Patients’ vision may regress after surgery, and they may need to use eyeglasses at times, some concede. But most Lasik surgeons maintain that soreness, dry eyes, double vision and other visual aberrations like those suffered by Mr. Ramirez subside within months for most patients.*
That was the case for Justin Puglisi, 39, a letter carrier active in the Air National Guard. He experienced dry eyes for a few weeks after undergoing laser vision correction last September but no longer needs to use wetting eye drops.
“Over all, it is the best thing I’ve ever done for myself,” said Mr. Puglisi, who lives in Baldwin, N.Y.'
I have a recording of Optical Express surgeon Jonathan Carr telling one of my MBE clients that dry eye syndrome is - and I quote - ‘
incurable’!
And one Optical Express IMAB member, US ophthalmologist Dr Marguerite McDonald, publicly agrees with Dr Carr, '
Dr McDonald warns that though dry eye syndrome is common (and incurable) ...'
www.sheknows.com/health-and-wellness/art...rid-of-your-dry-eyes
Not for one nanosecond do I believe that Mr Puglisi was a random satisfied lasik patient, and nor do I accept that his dry eyes magically healed after a few weeks.
He either did not have dry eyes, or they were so mild to be inconsequential, or, he still has dry eyes.
Now let me join up the dots for you...
• The Air National Guard is of course part of the United States Air Force.
• Dr Steven Schallhorn was instrumental in the FDA approving lasik.
• Schallhorn was a pilot in the US Navy. (current IMAB member, and previous Optical Express Chief MD until he jumped ship to join his pal Jim Mazzo at Zeiss in 2016).
• Schallhorn and his coho
rts are active members of the ASCRS, as is Dr Eric Donnenfeld, Mr Puglisi’s lasik surgeon.

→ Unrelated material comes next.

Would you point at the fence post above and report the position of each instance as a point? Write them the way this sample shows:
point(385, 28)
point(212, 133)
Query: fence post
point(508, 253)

'Dr Schallhorn is the founder of the Department of Defense refractive surgery program which now consists of over 20 centers providing mission-enhancing surgery to active duty personnel. He has led many studies on the safety and effectiveness of eye surgery with a special emphasis on evaluating the physiologic impact of environmental extremes, such as hypoxia, hypobaria, as well as the quality of vision. He has presented to the FDA numerous times and was instrumental in the approval of many ophthalmic devices.’
**
www.refractivealliance.com/members/sschallhorn
So when journalist Rona Caryn Rabin asked questions of the US refractive industry, I have no doubt they put their horrid heads together and came up with Justin Puglisi as their poster boy.
***
It's because this industry is so incestuous that they have got away with legally damaging people for so long, and with their slimy tentacles tightly wrapped around government officials and others with bribes, that's why it's such a fight to get this scandal publicised!
But we're getting there!
*Important note! While lasik is the most common laser eye surgery procedure on sale, the only real difference with lasek and PRK is that no flap is cut, but the cornea is similarly burned away and the side effects and complications generally the same.
ALL refractive eye surgery procedures are risky, and ALL are causing major problems for patients: including IOLs, and lens exchange - aka RLE/NLR/NLE, the removal of healthy natural lenses immorally sold to people as an alternative to redaing glasses!
In comparison with the UK, lens exchange in the US is in its infancy, but as more surgeons realise that it's way more lucrative than laser, the numbers of patients reporting problems with these ops will soon escalate.
UK patients reporting serious issues following these ops initially started contacting me in mid 2014, and I predicted that lens exchange would catch up with - if not overtake - post op laser problems.
And sure enough, four years on the numbers have rocketed!
**A highly informative blog about Dr Steven Schallhorn here!
lasikadvisory.blogspot.com/2013/08/is-st...sing-navydod-to.html
***Read the small print under the photo in the NYT article, and - if your eyes are good enough, you'll see that it's allegedly Justin Puglisi undergoing surgery. I'm not aware of patients being automatically filmed, certainly not in the the UK, so call me a conspiracy theorist if you must, but quite a coincidence that they had Mr Puglisi's op on film!